Tepat jam 00.00 tanggal 1 April 2022, Pertamina secara resmi menaikkan harga bahan bakar minyak (BBM) jenis Pertamax, yang untuk kota Jakarta menjadi Rp 12.500 per liter, dari sebelumnya Rp 9.000.
Heboh-heboh soal bakal naiknya Pertamax telah terjadi beberapa hari sebelumnya, setelah media massa memberitakan bahwa diperkirakan harganya melangit menjadi Rp 16.000, naik hampir dua kali lipat.
Perkiraan harga tersebut berdasarkan hitung-hitungan nilai keekonomian Pertamax menyusul kenaikan harga minyak di pasar internasional.
Tentu, kenaikan di tingkat global tersebut sangat erat kaitannya dengan meletusnya peperangan antara Rusia dan Ukraina yang menyebabkan terganggunya suplai minyak.
Indonesia tidak bisa mengelak dari kondisi yang sangat tidak diharapkan tersebut.
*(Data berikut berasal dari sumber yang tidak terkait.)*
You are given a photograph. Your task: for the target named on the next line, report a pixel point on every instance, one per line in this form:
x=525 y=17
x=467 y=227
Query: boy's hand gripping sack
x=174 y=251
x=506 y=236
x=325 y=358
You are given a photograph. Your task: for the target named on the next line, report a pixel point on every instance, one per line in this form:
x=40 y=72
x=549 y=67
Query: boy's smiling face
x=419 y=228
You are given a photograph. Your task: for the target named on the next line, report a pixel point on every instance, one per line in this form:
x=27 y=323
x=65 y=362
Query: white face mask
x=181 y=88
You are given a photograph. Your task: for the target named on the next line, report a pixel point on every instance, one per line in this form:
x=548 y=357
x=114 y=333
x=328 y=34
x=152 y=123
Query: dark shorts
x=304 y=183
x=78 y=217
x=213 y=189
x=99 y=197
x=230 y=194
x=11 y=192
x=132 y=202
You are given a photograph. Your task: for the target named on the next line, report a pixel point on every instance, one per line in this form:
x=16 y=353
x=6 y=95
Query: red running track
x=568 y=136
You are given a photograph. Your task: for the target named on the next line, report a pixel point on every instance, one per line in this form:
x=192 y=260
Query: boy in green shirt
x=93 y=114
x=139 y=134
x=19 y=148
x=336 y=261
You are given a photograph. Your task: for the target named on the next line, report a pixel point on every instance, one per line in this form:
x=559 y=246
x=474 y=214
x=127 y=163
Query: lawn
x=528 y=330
Ujung-ujungnya rakyat banyak sebagai konsumen yang menderita.
Bagi Pertamina atau pemerintah, mungkin merasa dengan menaikkan Pertamax dari Rp 9.000 menjadi Rp 12.500 merupakan bentuk berbagi beban dengan masyarakat.
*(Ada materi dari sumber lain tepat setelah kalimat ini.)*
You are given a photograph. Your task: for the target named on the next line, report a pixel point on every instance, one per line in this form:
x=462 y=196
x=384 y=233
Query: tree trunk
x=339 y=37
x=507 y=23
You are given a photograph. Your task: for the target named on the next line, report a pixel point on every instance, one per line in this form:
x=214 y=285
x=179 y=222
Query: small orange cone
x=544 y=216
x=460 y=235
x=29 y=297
Artinya, dengan kenaikan tersebut sebetulnya masih membebani pemerintah, karena Pertamax masih di bawah nilai keekonomiannya.
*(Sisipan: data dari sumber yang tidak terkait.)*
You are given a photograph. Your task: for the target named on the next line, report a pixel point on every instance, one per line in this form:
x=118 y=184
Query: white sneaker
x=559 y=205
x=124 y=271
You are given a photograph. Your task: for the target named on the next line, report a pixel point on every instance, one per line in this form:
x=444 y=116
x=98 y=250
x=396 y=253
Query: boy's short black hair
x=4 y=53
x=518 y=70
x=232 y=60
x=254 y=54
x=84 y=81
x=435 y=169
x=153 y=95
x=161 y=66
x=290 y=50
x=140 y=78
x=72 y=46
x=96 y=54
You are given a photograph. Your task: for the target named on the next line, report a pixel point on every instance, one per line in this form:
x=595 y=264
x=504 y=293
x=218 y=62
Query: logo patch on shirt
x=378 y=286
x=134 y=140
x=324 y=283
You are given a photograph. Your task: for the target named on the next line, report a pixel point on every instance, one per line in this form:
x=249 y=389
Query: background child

Tapi, bagi masyarakat, hal itu terasa menyesakkan sehingga beban yang sudah berat, semakin berat lagi. Ibarat kata, sudah jatuh, tertimpa tangga pula.
Betapa tidak, kenaikan harga kebutuhan pokok akhir-akhir ini seperti bertubi-tubi. Mulai dari kenaikan harga telur ayam, cabai, bawang, tahu tempe yang menjadi makanan ratusan juta umat, daging, minyak goreng, dan sebagainya.
Jadi, seolah-olah pemerintah kurang peka pada penderitaan rakyat. Meniakkan harga pada waktu yang kurang tepat.
Namun, kalau dipikir-pikir, dilihat dari sisi pemerintah mungkin memang sedang menghadapi situasi yang sangat dilematis.